By Stephen Jewkes
MILAN (Reuters) - Energy firm Eni aims to express an interest in bidding for an Italian bioplastics business in a move that underlines a longer-term desire to hedge its exposure to oil and gas, financial sources said.
Eni wants to revive its chemicals, retail and refining businesses to offset volatility in oil prices and regain favour with investors after its shares underperformed those of industry rivals in the past three years, the sources said.
The state-controlled major is looking at the Italian assets of bioplastics multinational Mossi Ghisolfi, which has been put under creditor protection, two banking sources said.
"Non-binding bids are due in the next few days and Eni is there," one of the sources said, adding that the deal was worth "hundreds of millions of euros".
There has been media speculation about Eni being interested in Mossi Ghisolfi, but this is the first time it has emerged the group would submit bid interest in the assets.
Eni did not comment.
The potential acquisition, although small for Eni, flags an ongoing strategy shift for CEO Claudio Descalzi, who has spent four years creating a lean exploration business, racking up big discoveries in places like Mozambique and Egypt.
While keeping a firm focus on exploration, the 62-year-old reservoir engineer now wants to rejig the business model to bolster and create greener midstream and downstream businesses like marketing and refining as a hedge against oil price swings.
An acquisition of Mossi Ghisolfi's Italian unit, which uses agricultural waste to make plastics, would fit such a profile.
The move comes at a time when the boom in renewable energy and the prospect of a world powered by electric vehicles is creating a challenge for the oil industry.
BALANCED PORTFOLIOEni has been sounding out investors on why its shares have underperformed and feedback suggested more downstream protection is needed, said two fund managers contacted by the group.
Its heavy presence in high-risk areas such as Libya and Nigeria was another reason for concern, they said.
"It makes sense to build a more balanced portfolio less exposed to oil price swings ... It will help boost multiples and support the stock," said Mediobanca oil analyst Alessandro Pozzi.
Since oil prices plunged from above $100 a barrel in 2014 to below $30 in 2016, Eni shares have fallen more than 20 percent while France’s Total has risen 7 percent and Royal Dutch Shell (LON:RDSa) 9 percent. [http://reut.rs/2AuObMh]

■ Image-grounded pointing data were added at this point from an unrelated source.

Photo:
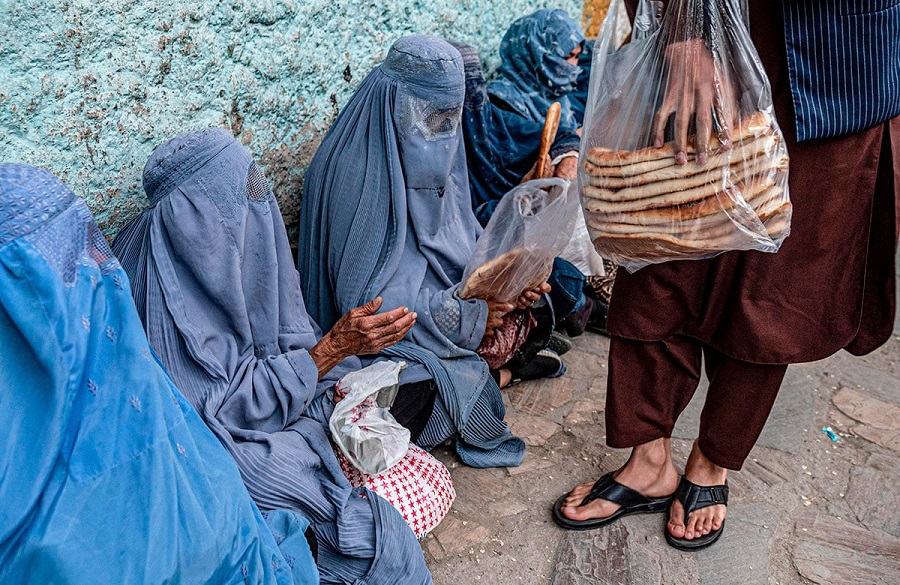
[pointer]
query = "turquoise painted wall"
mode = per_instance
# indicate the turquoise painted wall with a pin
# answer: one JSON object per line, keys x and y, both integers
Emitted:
{"x": 89, "y": 87}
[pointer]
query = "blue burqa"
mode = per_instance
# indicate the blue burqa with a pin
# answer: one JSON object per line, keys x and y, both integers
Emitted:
{"x": 534, "y": 72}
{"x": 578, "y": 97}
{"x": 501, "y": 146}
{"x": 215, "y": 284}
{"x": 387, "y": 211}
{"x": 107, "y": 474}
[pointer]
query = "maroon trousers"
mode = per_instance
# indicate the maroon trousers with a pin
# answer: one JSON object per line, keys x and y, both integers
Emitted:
{"x": 651, "y": 383}
{"x": 830, "y": 287}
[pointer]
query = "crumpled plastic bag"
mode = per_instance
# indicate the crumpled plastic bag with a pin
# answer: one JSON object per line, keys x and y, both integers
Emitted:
{"x": 643, "y": 205}
{"x": 361, "y": 425}
{"x": 529, "y": 228}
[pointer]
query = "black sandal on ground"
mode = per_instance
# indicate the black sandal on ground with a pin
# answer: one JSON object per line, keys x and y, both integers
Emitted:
{"x": 607, "y": 488}
{"x": 694, "y": 497}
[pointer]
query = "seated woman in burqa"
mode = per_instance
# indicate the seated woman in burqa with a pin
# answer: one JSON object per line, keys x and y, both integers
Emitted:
{"x": 214, "y": 282}
{"x": 109, "y": 475}
{"x": 501, "y": 150}
{"x": 387, "y": 212}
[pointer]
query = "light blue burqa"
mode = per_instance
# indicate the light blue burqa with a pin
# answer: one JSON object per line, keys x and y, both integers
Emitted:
{"x": 534, "y": 72}
{"x": 387, "y": 211}
{"x": 216, "y": 286}
{"x": 107, "y": 475}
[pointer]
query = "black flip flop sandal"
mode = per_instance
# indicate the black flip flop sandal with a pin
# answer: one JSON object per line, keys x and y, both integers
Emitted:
{"x": 694, "y": 497}
{"x": 607, "y": 488}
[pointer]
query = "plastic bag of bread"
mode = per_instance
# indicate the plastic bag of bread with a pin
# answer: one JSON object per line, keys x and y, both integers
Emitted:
{"x": 530, "y": 227}
{"x": 681, "y": 155}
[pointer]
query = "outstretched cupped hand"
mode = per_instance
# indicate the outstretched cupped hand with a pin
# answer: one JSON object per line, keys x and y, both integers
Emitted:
{"x": 364, "y": 331}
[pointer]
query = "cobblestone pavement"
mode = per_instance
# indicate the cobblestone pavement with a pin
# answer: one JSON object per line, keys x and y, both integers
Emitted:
{"x": 804, "y": 509}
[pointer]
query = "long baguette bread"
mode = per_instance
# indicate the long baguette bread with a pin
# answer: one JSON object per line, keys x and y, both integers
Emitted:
{"x": 490, "y": 280}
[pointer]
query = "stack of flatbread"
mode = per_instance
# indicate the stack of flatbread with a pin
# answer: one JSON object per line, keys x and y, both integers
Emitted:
{"x": 641, "y": 205}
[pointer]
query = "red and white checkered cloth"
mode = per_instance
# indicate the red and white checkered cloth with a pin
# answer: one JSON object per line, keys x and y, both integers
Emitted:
{"x": 419, "y": 487}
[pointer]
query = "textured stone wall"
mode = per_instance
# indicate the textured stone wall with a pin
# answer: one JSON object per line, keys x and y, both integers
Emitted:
{"x": 89, "y": 87}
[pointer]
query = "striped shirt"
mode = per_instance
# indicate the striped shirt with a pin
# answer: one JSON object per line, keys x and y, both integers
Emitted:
{"x": 844, "y": 63}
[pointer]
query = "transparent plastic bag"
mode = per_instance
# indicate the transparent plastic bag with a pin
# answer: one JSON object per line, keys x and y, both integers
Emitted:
{"x": 361, "y": 426}
{"x": 690, "y": 81}
{"x": 529, "y": 228}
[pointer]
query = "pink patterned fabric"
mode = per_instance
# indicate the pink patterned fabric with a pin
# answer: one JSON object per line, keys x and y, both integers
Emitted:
{"x": 419, "y": 487}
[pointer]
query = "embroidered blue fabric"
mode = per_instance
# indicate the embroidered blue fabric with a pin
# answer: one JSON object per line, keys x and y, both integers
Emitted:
{"x": 109, "y": 474}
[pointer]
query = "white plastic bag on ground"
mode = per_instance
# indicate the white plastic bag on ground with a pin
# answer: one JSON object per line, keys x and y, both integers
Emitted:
{"x": 361, "y": 426}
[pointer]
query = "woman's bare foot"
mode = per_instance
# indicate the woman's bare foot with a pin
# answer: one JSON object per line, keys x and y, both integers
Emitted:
{"x": 649, "y": 471}
{"x": 701, "y": 471}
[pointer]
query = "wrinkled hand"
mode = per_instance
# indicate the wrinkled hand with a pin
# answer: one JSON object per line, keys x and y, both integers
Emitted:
{"x": 697, "y": 89}
{"x": 532, "y": 173}
{"x": 496, "y": 312}
{"x": 567, "y": 168}
{"x": 361, "y": 332}
{"x": 529, "y": 297}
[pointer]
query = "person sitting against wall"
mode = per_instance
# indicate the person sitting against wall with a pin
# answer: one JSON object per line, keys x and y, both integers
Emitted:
{"x": 501, "y": 151}
{"x": 387, "y": 211}
{"x": 215, "y": 285}
{"x": 109, "y": 475}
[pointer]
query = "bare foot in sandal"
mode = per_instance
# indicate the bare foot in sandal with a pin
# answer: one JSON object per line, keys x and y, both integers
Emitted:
{"x": 649, "y": 472}
{"x": 702, "y": 472}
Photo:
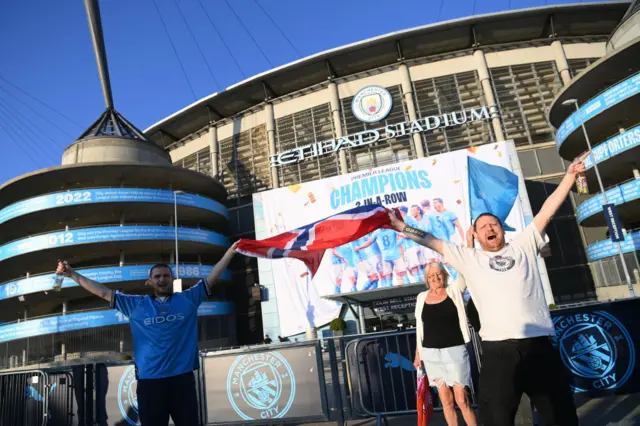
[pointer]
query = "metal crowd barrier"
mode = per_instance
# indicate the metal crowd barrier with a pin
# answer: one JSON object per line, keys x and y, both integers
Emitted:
{"x": 336, "y": 379}
{"x": 382, "y": 378}
{"x": 25, "y": 398}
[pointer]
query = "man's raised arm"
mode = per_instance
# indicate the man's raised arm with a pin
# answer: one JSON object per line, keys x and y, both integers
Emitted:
{"x": 418, "y": 235}
{"x": 92, "y": 286}
{"x": 555, "y": 200}
{"x": 221, "y": 266}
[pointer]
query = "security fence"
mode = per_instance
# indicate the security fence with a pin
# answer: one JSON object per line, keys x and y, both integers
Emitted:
{"x": 336, "y": 379}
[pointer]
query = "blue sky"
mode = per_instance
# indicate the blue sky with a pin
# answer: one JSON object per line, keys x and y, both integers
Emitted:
{"x": 47, "y": 58}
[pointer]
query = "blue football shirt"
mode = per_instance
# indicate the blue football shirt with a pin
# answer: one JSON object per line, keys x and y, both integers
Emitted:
{"x": 373, "y": 250}
{"x": 388, "y": 244}
{"x": 165, "y": 335}
{"x": 443, "y": 225}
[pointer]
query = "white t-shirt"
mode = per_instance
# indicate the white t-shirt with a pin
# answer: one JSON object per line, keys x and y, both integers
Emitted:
{"x": 506, "y": 287}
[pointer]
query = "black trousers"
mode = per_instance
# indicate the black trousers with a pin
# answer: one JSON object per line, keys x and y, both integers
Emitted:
{"x": 532, "y": 366}
{"x": 171, "y": 396}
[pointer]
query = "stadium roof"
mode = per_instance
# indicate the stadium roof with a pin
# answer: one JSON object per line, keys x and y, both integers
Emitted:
{"x": 541, "y": 23}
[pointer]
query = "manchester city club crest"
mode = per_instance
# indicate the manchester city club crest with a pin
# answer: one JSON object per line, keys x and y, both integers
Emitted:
{"x": 371, "y": 104}
{"x": 261, "y": 386}
{"x": 127, "y": 396}
{"x": 501, "y": 263}
{"x": 596, "y": 348}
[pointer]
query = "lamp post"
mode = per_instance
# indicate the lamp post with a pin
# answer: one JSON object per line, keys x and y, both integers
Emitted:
{"x": 175, "y": 222}
{"x": 574, "y": 102}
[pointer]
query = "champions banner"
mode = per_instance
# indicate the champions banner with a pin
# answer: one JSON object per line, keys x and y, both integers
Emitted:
{"x": 432, "y": 193}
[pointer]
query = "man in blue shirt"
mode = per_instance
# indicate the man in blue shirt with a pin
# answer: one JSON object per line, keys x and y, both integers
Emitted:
{"x": 391, "y": 246}
{"x": 350, "y": 272}
{"x": 444, "y": 223}
{"x": 371, "y": 260}
{"x": 164, "y": 327}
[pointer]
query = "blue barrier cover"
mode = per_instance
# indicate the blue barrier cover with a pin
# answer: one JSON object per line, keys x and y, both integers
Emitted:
{"x": 108, "y": 195}
{"x": 618, "y": 195}
{"x": 110, "y": 274}
{"x": 595, "y": 106}
{"x": 607, "y": 248}
{"x": 79, "y": 321}
{"x": 614, "y": 146}
{"x": 108, "y": 234}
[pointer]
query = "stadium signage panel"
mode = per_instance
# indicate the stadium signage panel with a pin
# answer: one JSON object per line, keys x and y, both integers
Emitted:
{"x": 104, "y": 275}
{"x": 616, "y": 94}
{"x": 620, "y": 194}
{"x": 371, "y": 136}
{"x": 607, "y": 248}
{"x": 93, "y": 319}
{"x": 107, "y": 195}
{"x": 108, "y": 234}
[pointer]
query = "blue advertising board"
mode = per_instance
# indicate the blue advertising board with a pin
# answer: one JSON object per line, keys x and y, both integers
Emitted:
{"x": 595, "y": 106}
{"x": 111, "y": 274}
{"x": 618, "y": 195}
{"x": 607, "y": 248}
{"x": 108, "y": 234}
{"x": 108, "y": 195}
{"x": 93, "y": 319}
{"x": 614, "y": 146}
{"x": 613, "y": 222}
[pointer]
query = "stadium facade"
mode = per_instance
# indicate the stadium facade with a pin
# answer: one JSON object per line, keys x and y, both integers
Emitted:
{"x": 297, "y": 123}
{"x": 114, "y": 208}
{"x": 605, "y": 98}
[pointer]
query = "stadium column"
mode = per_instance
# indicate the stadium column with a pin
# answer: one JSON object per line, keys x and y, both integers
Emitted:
{"x": 213, "y": 150}
{"x": 334, "y": 101}
{"x": 407, "y": 91}
{"x": 271, "y": 137}
{"x": 485, "y": 80}
{"x": 561, "y": 62}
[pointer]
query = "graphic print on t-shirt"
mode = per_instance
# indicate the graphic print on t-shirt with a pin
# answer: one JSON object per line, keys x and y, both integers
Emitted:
{"x": 501, "y": 263}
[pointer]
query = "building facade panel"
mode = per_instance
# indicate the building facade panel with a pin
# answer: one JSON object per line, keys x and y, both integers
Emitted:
{"x": 523, "y": 93}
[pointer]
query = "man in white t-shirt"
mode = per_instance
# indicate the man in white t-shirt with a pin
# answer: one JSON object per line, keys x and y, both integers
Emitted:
{"x": 505, "y": 284}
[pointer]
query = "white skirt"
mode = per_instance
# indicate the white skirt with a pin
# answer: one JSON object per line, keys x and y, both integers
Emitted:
{"x": 448, "y": 365}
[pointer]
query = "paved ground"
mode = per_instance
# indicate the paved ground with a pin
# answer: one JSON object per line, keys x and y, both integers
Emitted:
{"x": 618, "y": 410}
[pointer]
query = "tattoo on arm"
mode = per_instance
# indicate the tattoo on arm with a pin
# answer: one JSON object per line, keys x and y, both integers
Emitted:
{"x": 414, "y": 231}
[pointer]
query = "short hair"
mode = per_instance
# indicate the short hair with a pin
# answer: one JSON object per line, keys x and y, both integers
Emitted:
{"x": 475, "y": 228}
{"x": 160, "y": 265}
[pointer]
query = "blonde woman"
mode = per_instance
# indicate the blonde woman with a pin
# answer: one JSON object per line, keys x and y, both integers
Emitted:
{"x": 441, "y": 333}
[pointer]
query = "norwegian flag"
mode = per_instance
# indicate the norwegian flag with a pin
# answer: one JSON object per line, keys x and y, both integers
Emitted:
{"x": 308, "y": 243}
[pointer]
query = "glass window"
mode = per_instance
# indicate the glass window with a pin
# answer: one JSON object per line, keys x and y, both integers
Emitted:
{"x": 524, "y": 93}
{"x": 529, "y": 163}
{"x": 244, "y": 163}
{"x": 300, "y": 129}
{"x": 549, "y": 160}
{"x": 446, "y": 95}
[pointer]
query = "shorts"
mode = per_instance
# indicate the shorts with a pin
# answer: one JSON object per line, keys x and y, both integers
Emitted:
{"x": 447, "y": 365}
{"x": 171, "y": 396}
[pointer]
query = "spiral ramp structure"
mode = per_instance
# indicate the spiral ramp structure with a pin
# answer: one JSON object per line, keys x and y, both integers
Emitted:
{"x": 605, "y": 98}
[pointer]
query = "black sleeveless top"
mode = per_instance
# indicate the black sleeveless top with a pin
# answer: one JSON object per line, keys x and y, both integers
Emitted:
{"x": 441, "y": 325}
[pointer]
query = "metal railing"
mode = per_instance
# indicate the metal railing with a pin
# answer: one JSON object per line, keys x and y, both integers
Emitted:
{"x": 383, "y": 380}
{"x": 25, "y": 398}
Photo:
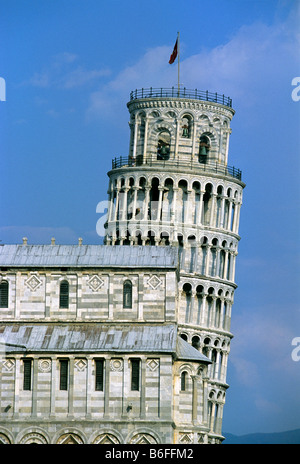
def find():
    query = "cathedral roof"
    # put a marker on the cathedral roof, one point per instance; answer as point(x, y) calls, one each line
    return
point(96, 338)
point(87, 256)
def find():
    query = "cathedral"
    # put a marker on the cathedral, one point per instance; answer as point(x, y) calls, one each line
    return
point(128, 342)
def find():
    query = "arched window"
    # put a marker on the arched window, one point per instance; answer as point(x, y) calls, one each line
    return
point(186, 126)
point(4, 294)
point(183, 381)
point(64, 294)
point(163, 146)
point(127, 294)
point(204, 149)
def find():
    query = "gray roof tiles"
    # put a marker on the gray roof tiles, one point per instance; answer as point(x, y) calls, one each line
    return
point(87, 256)
point(97, 338)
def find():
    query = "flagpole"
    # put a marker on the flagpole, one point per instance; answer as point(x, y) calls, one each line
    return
point(178, 47)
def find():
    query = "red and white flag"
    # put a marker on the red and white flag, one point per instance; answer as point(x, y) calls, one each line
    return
point(174, 53)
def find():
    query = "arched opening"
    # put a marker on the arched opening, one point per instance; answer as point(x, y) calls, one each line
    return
point(186, 126)
point(64, 294)
point(187, 291)
point(163, 145)
point(183, 381)
point(127, 294)
point(4, 294)
point(154, 199)
point(207, 200)
point(204, 148)
point(196, 342)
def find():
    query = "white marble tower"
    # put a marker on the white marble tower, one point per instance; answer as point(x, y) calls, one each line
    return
point(176, 189)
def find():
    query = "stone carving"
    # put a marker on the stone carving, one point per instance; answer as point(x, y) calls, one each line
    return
point(116, 365)
point(33, 282)
point(95, 282)
point(154, 282)
point(44, 365)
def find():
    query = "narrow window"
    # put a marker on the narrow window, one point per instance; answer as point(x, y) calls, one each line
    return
point(63, 380)
point(183, 381)
point(4, 294)
point(99, 364)
point(135, 374)
point(64, 294)
point(127, 294)
point(27, 374)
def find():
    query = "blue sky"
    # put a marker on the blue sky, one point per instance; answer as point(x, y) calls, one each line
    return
point(69, 67)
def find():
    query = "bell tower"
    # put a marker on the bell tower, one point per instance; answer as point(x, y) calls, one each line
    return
point(175, 188)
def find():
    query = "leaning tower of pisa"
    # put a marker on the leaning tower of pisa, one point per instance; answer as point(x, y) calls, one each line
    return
point(176, 189)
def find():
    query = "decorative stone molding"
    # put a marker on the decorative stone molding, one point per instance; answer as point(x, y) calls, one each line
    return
point(95, 283)
point(33, 282)
point(153, 364)
point(116, 365)
point(154, 282)
point(44, 365)
point(143, 439)
point(186, 437)
point(106, 439)
point(8, 365)
point(80, 364)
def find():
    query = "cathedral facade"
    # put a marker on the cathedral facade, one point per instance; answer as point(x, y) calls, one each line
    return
point(128, 342)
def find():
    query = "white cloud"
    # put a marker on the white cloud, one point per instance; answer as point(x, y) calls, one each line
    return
point(247, 66)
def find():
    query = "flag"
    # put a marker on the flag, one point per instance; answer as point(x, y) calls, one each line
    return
point(174, 53)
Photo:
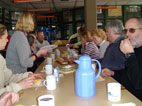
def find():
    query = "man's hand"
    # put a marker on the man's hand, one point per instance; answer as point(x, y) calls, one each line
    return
point(107, 72)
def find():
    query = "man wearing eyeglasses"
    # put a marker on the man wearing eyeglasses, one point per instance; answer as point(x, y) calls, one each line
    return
point(131, 76)
point(114, 59)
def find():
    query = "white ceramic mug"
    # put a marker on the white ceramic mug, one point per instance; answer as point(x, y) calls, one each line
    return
point(49, 60)
point(57, 52)
point(48, 69)
point(50, 82)
point(46, 100)
point(53, 56)
point(114, 91)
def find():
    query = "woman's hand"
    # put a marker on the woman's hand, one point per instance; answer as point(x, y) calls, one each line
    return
point(107, 72)
point(27, 82)
point(39, 75)
point(8, 98)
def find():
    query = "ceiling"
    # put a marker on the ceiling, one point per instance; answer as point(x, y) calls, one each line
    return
point(59, 5)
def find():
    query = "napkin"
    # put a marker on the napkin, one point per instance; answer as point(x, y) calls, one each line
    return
point(125, 104)
point(99, 78)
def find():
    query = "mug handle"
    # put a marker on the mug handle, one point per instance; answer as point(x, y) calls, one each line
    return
point(99, 72)
point(45, 83)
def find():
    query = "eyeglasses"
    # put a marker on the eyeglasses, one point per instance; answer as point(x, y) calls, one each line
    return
point(131, 30)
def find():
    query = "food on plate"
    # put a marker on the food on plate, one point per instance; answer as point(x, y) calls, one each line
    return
point(58, 42)
point(61, 60)
point(65, 60)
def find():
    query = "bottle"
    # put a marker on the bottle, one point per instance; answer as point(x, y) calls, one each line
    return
point(85, 78)
point(56, 73)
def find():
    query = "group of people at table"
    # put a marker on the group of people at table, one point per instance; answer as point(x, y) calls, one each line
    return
point(119, 51)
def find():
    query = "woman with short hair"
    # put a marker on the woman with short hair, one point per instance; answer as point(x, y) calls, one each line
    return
point(19, 56)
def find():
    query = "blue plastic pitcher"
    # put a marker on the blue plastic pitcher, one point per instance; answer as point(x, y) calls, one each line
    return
point(85, 79)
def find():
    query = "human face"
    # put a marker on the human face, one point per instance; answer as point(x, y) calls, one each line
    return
point(40, 36)
point(109, 34)
point(3, 40)
point(135, 37)
point(97, 40)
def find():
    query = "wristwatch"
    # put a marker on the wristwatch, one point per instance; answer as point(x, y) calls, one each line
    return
point(127, 55)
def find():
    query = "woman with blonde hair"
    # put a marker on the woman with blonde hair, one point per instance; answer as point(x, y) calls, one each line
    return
point(100, 39)
point(88, 46)
point(18, 55)
point(10, 82)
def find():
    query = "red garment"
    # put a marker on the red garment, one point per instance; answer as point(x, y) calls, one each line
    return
point(8, 37)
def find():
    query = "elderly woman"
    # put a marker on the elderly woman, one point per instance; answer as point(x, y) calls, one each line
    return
point(88, 46)
point(100, 40)
point(32, 42)
point(19, 56)
point(8, 80)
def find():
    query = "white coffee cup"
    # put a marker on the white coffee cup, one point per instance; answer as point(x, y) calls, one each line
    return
point(50, 82)
point(53, 56)
point(114, 91)
point(48, 69)
point(49, 60)
point(46, 100)
point(94, 67)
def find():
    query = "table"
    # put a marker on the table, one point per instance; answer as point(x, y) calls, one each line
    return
point(65, 93)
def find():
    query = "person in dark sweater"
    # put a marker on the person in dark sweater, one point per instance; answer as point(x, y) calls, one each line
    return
point(113, 58)
point(131, 76)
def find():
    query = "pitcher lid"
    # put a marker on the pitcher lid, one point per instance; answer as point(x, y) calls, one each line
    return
point(85, 57)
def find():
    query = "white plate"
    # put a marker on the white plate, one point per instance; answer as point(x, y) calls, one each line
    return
point(50, 46)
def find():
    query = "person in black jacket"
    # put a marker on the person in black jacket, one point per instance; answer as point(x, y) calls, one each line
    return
point(131, 76)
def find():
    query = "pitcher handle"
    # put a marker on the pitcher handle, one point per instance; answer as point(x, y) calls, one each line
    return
point(99, 67)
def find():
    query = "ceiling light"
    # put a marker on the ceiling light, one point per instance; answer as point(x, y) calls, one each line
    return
point(45, 16)
point(20, 1)
point(109, 7)
point(41, 9)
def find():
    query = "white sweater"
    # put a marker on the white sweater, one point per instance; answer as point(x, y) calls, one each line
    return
point(7, 79)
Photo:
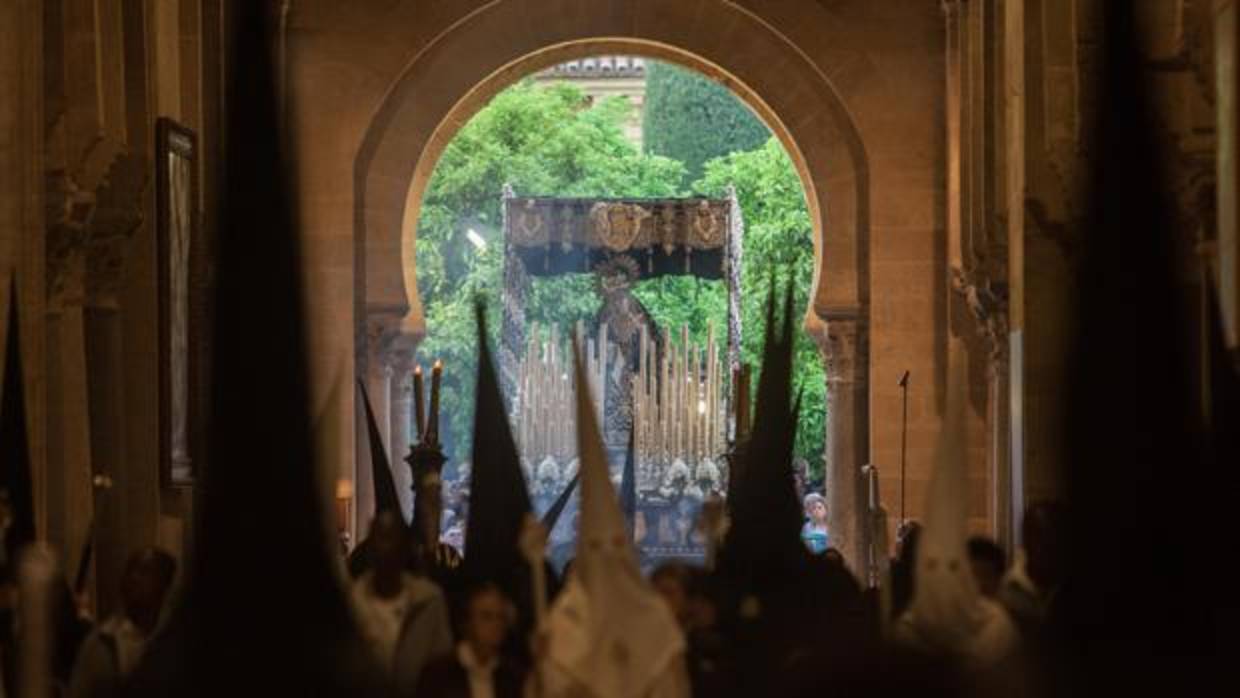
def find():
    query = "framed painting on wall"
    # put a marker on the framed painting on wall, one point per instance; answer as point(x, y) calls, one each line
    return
point(176, 190)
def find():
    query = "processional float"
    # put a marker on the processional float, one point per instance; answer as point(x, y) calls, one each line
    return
point(676, 397)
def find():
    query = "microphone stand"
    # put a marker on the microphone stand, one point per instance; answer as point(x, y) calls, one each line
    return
point(904, 440)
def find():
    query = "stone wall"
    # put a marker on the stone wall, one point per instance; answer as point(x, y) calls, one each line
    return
point(83, 84)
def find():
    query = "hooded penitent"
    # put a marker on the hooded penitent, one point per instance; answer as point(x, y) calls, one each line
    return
point(1146, 603)
point(385, 485)
point(629, 486)
point(611, 636)
point(263, 611)
point(763, 546)
point(551, 517)
point(499, 501)
point(947, 615)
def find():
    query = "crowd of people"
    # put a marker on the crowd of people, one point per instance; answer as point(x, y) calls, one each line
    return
point(463, 641)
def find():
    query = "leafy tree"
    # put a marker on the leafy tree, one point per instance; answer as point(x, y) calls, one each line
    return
point(778, 243)
point(695, 119)
point(547, 140)
point(542, 140)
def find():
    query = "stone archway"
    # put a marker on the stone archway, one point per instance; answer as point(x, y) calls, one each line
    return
point(826, 77)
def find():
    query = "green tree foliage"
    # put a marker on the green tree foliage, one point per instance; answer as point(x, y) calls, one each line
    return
point(779, 241)
point(548, 141)
point(542, 140)
point(695, 119)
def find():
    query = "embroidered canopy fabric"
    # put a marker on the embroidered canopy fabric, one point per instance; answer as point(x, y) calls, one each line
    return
point(668, 236)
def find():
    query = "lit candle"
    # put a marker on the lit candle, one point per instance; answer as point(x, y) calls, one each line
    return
point(419, 408)
point(437, 373)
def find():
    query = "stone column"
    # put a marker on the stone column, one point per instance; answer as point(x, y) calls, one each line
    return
point(847, 356)
point(402, 423)
point(1005, 499)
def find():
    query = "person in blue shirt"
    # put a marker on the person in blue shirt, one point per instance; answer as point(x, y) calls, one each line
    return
point(814, 533)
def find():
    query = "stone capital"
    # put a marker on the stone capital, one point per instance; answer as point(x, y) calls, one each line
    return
point(382, 331)
point(92, 210)
point(987, 300)
point(843, 342)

Total and Shell have fared better because they have greater exposure to downstream businesses such as refining and petrochemicals, where demand is lifted by economic growth fuelled by lower crude prices.
Exxon Mobil Corp (NYSE:XOM) said last week it was revamping its refining and chemical operations to boost profits.
Eni, whose exploration and production (E&P) arm generated more than 80 percent of operating income over 2015 and 2016, has been the industry's best discoverer in recent years. But its downstream business has struggled.
A year or so ago, it toyed with the idea of selling its chemicals and retail operations but pulled both deals, opting instead to streamline operations and make them more profitable. That strategy has led it to consider acquisitions, sources said.
CEO Descalzi has said the group could float its retail arm with an initial public offering (IPO) within two to three years.
A banker familiar with the matter said Eni wanted to strengthen its retail business, adding this could involve acquisitions.
Eni is seeking to reduce its carbon emissions, making new investments in solar plants and converting refineries to biofuels. Last month, it signed a deal with carmaker Fiat Chrysler to work on new carbon-low fuels for cars.
It also plans to expand its liquefied natural gas (LNG) business.
"It used to be all about E&P. Now at its roadshows Eni dedicates almost half the time to downstream," the banker said.